A pulse-cross is the representation of normally invisible portions of an analog video signal on a studio screen for error analysis.

Only part of the video signal contains image information: with an analog 625-line video signal, each field lasts 20 ms. Of these, only 18.4 ms (287.5 lines) are provided for image information; the remaining 1.6 ms (25 lines) form the vertical blanking interval, a time reserved for the vertical retrace of the electron beam. Likewise, of the 64 μs of each line, only 52 μs contain image information; the remaining 12 μs form the horizontal blanking interval for the horizontal retrace. These blanking intervals are thus outside the picture.

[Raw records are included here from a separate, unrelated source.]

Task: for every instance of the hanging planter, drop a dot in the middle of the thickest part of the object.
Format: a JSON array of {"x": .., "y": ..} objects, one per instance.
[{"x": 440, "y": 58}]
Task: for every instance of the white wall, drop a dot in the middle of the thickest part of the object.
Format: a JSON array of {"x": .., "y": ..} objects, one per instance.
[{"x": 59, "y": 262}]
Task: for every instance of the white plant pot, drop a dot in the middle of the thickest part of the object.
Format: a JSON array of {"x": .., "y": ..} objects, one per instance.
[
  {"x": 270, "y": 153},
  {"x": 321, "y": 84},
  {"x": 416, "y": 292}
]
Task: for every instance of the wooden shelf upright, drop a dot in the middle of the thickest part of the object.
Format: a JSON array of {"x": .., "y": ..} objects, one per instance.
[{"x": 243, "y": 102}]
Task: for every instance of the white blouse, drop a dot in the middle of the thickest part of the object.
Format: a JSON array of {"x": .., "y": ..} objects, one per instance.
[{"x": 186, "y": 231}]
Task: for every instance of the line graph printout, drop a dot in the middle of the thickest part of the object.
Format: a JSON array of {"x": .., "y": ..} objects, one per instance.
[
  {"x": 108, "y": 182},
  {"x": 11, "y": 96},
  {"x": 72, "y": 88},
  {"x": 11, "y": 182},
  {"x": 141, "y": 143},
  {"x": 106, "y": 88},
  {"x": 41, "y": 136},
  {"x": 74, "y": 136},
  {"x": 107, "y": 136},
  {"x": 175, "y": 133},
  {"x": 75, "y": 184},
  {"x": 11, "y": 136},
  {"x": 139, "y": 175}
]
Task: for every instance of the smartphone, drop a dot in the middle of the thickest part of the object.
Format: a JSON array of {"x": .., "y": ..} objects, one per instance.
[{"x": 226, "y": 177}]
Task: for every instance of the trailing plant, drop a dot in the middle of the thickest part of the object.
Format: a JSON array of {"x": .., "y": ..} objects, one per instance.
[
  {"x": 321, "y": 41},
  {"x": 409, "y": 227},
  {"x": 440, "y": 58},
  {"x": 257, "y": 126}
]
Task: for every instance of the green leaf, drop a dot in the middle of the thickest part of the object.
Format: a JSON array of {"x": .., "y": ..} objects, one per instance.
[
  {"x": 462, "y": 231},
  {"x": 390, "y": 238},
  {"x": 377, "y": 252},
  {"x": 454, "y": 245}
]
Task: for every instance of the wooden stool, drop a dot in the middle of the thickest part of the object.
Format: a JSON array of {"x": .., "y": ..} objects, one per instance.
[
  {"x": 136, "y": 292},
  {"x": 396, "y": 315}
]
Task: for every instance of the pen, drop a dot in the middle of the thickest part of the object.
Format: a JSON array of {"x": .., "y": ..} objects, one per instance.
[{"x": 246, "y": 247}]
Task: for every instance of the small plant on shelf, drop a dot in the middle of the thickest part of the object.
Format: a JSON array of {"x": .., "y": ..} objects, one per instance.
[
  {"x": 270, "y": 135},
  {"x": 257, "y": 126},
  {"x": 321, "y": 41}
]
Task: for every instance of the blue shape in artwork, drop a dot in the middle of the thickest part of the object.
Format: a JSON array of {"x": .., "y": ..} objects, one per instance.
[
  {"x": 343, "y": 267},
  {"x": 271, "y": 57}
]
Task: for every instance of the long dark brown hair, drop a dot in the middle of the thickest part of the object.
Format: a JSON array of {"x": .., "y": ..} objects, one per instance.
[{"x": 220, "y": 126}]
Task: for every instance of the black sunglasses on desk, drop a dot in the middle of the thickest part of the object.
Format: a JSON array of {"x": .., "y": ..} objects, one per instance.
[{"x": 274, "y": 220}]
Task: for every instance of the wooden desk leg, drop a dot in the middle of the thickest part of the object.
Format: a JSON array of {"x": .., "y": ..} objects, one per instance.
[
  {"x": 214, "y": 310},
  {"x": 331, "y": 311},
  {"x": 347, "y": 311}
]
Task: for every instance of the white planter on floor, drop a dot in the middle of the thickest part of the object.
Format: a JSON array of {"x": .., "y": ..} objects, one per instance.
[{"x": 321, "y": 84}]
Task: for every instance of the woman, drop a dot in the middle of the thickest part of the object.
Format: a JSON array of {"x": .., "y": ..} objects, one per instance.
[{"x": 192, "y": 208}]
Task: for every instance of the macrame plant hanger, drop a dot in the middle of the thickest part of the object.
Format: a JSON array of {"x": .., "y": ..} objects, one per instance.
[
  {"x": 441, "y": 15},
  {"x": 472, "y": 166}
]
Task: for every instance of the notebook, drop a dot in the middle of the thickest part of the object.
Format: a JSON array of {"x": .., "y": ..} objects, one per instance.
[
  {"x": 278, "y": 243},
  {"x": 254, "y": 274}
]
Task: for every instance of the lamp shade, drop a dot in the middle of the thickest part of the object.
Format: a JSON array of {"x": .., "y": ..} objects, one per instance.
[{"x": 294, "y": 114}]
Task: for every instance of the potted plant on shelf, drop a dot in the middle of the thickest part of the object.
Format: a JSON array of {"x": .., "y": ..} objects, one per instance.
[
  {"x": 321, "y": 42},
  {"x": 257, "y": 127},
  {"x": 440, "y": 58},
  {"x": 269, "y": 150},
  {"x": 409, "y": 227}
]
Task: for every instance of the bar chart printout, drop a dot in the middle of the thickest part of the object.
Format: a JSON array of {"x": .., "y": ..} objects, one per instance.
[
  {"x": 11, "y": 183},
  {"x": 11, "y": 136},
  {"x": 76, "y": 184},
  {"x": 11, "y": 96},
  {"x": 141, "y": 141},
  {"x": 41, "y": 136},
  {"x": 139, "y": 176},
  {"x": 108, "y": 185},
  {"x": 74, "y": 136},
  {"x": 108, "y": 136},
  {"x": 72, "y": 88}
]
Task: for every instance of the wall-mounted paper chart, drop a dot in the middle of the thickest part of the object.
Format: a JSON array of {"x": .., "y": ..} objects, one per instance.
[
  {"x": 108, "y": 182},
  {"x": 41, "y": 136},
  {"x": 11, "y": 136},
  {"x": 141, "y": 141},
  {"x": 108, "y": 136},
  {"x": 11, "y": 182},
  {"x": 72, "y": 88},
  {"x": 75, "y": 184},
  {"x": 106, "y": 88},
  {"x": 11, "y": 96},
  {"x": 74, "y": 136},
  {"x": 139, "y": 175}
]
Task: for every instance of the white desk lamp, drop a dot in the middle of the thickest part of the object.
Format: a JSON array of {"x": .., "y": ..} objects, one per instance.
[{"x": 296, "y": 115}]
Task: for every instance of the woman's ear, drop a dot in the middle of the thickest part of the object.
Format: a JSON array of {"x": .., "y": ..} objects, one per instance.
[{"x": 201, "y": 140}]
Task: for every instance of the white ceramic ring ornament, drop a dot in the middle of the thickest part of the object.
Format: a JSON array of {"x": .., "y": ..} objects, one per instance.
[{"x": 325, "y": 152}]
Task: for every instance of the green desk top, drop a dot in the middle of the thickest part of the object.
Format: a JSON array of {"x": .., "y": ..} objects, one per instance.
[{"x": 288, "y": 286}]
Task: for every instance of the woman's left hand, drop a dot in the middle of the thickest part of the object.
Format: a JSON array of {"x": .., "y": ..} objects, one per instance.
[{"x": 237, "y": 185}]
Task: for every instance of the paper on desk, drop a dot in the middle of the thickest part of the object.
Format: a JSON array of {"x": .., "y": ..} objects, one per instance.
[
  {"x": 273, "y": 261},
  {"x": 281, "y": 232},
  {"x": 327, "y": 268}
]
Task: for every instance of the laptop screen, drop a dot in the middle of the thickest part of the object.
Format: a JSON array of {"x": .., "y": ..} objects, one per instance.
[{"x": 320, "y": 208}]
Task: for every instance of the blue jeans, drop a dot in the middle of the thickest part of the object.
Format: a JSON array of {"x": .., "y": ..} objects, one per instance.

A pulse-cross circuit delays synchronization in the monitor, shifting the image to the left or up. This will reveal areas of the video signal that are usually outside the image. In addition, the circuit reduces the contrast of the image, so that the sync pulses are also shown, where the voltage is below the black level.

In a standard-compliant video signal, the vertical synchronization signal consists of five long pulses of 59.3 μs duration and is framed by five 2.35 μs short pulses before and after, the pre-equalizing pulses. Home computers, game consoles, etc. often do not provide a standard-compliant signal: the sync signal contains no gaps and no pre-equalizing pulses. A pulse-cross circuit will reveal these inaccuracies.

For PAL color coding, the color burst signal can be seen in the form of an orange bar. For a pure black and white signal, the burst is missing.

Furthermore, the timing error of a video recorder can be recognized on the signal cross. Switching the video heads will cause a single line in the image to be either too long or too short. This error can be corrected by a time base corrector.